Bu yüzden İngiliz Derin Devletinin izlediği siyaset, 1878 Berlin Antlaşmasının ardından ciddi bir değişim geçirdi. Her ne kadar Osmanlı toprağı olan Kıbrıs ve Mısır'ı ele geçirdiyse de, Osmanlı denetlenemez bir biçimde dağılmasını engellemeye çalıştı. Ancak ekonomik ablukalar ve siyasi tezgahlarla, Osmanlı'yı kendine bağımlı konuma getirdi. İşin önemli yanı bütün bunları Osmanlı'ya yakın bir dost ve müttefik görünümü altında yapmasıydı.
İngilizin tezgahlarından, ucuz oyunlarından, hile hurdasından bunalan Osmanlı, bu boyunduruktan kurtulmak için Almanlara yaklaşınca, İngilizin paçaları tutuştu.
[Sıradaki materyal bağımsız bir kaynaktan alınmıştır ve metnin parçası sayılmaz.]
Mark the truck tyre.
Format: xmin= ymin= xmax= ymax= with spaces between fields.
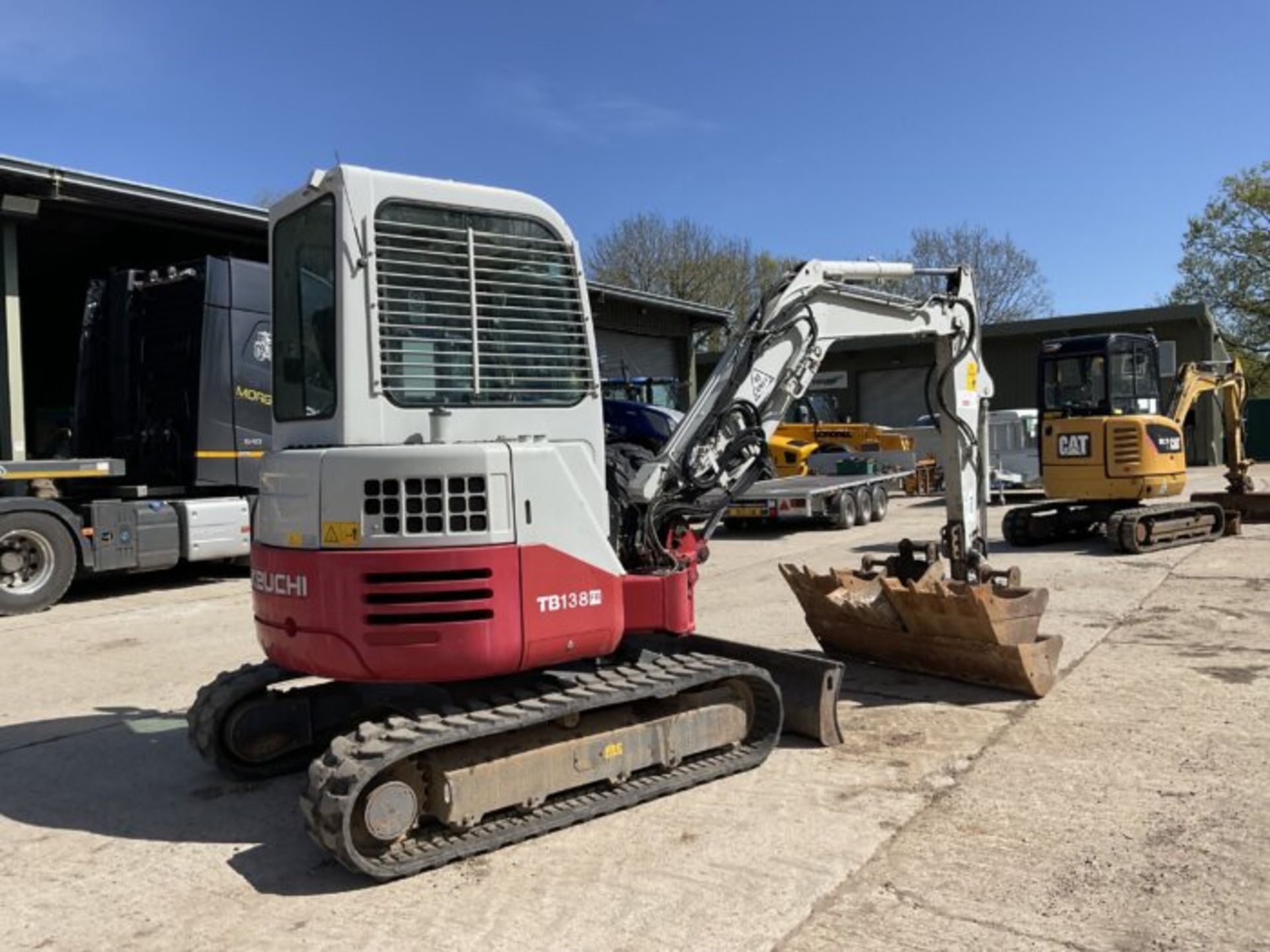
xmin=855 ymin=486 xmax=872 ymax=526
xmin=872 ymin=483 xmax=890 ymax=522
xmin=0 ymin=513 xmax=79 ymax=614
xmin=829 ymin=489 xmax=859 ymax=530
Artık Osmanlı'nın parçalanması ve topraklarının işgali birinci önceliği oldu. Ekonomik ve siyasi kanalların tıkandığını anlayınca başvurduğu son aşama 1. Dünya Savaşı'ydı. Böylesi bir savaşın ardından Osmanlı mülkünün ve mirasının üzerine yatacağını hesaplayan İngiliz, ellerini oğuşturarak o ‘mutlu’ gün için hazırlıklarını başlattı..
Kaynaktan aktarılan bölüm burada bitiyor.